• Ingredients
  • 1/3 cup Dijon mustard
  • 1/4 tsp. paprika, sweet or smoked
  • 1/4 tsp. salt
  • Dash pepper
  • 8 bone-in, skin-on chicken thighs
  • 1/2 cup diced bacon (or pancetta)
  • 1/2 cup diced onion
  • 1/2 tsp. dried thyme (or 1 tsp. fresh)
  • 3/4 cup white wine
  • 2 Tbsp. grainy mustard
  • 2-3 Tbsp. heavy cream

In a large bowl, stir together Dijon mustard, paprika, salt, and pepper. Stir the chicken thighs around in the bowl, so that they are fully covered with marinade. Set aside.

In a skillet, fry the bacon until it starts to brown. Remove it from the pan and set aside. Discard all except about a tablespoon of the bacon fat, or add olive oil if you used pancetta or a dry bacon. Add onion to the skillet and stir-fry until soft. Stir in the thyme and cook for another minute or so. Remove the onion/thyme mixture to the bowl with the bacon.

If the skillet requires more fat, add olive oil. Over medium-high heat, add half the chicken and brown it on both sides. Remove chicken from skillet to a plate and set aside. To the skillet, add more olive oil if necessary, and add the second batch of chicken to brown on both sides. Remove from skillet and set aside.

Add the wine to the hot skillet. Stir and scrape up as many brown bits as you can. Add the chicken, bacon, and onions to the skillet with the wine. Cover the skillet and cook for about fifteen minutes, turning the chicken every once in awhile. Check the chicken for doneness and cook until it’s cooked through.

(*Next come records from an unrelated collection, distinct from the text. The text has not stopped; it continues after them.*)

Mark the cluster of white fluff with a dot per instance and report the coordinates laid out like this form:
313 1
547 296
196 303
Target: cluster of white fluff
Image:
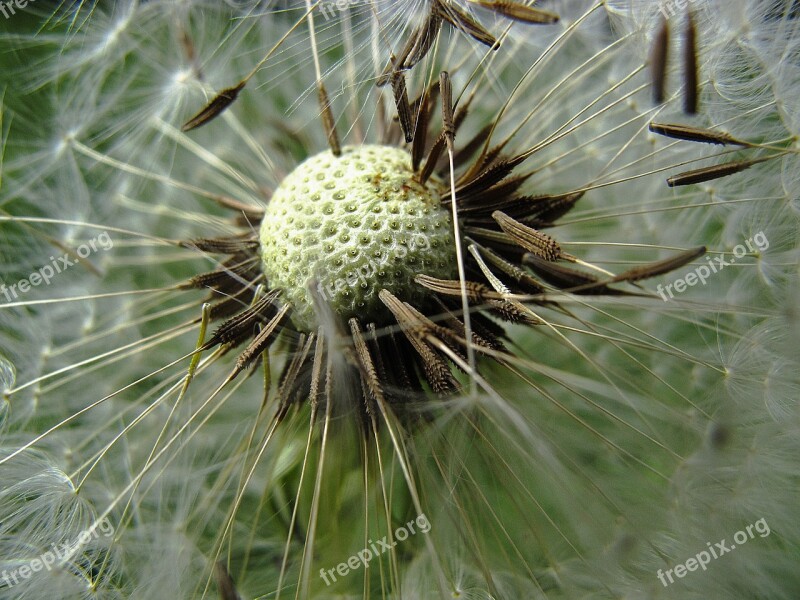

Remove the chicken to a serving platter. Stir grainy mustard and cream into the sauce in the pan. Heat through. If it’s too thick, add a little warm water. Spoon the sauce over the chicken.

NOTES: I don’t know what it is about this recipe, probably the bacon, but it is super yummy! The recipe originates with Jennifer at Seasons and Supper. She recommends serving with potatoes or pasta. I usually serve this with Twice-baked Cauliflower and a salad. What you see pictured is the recipe using only 6 chicken thighs and, instead of plating it at the end, I put the thighs back into the sauce in my skillet and served it from there. I use Spanish smoked paprika and it’s sublime. I have marinaded the chicken for minutes and for longer than an hour. I’m not sure it makes a difference. There is a lot of fat rendered into the sauce from the chicken. This does not bother me, but it may you.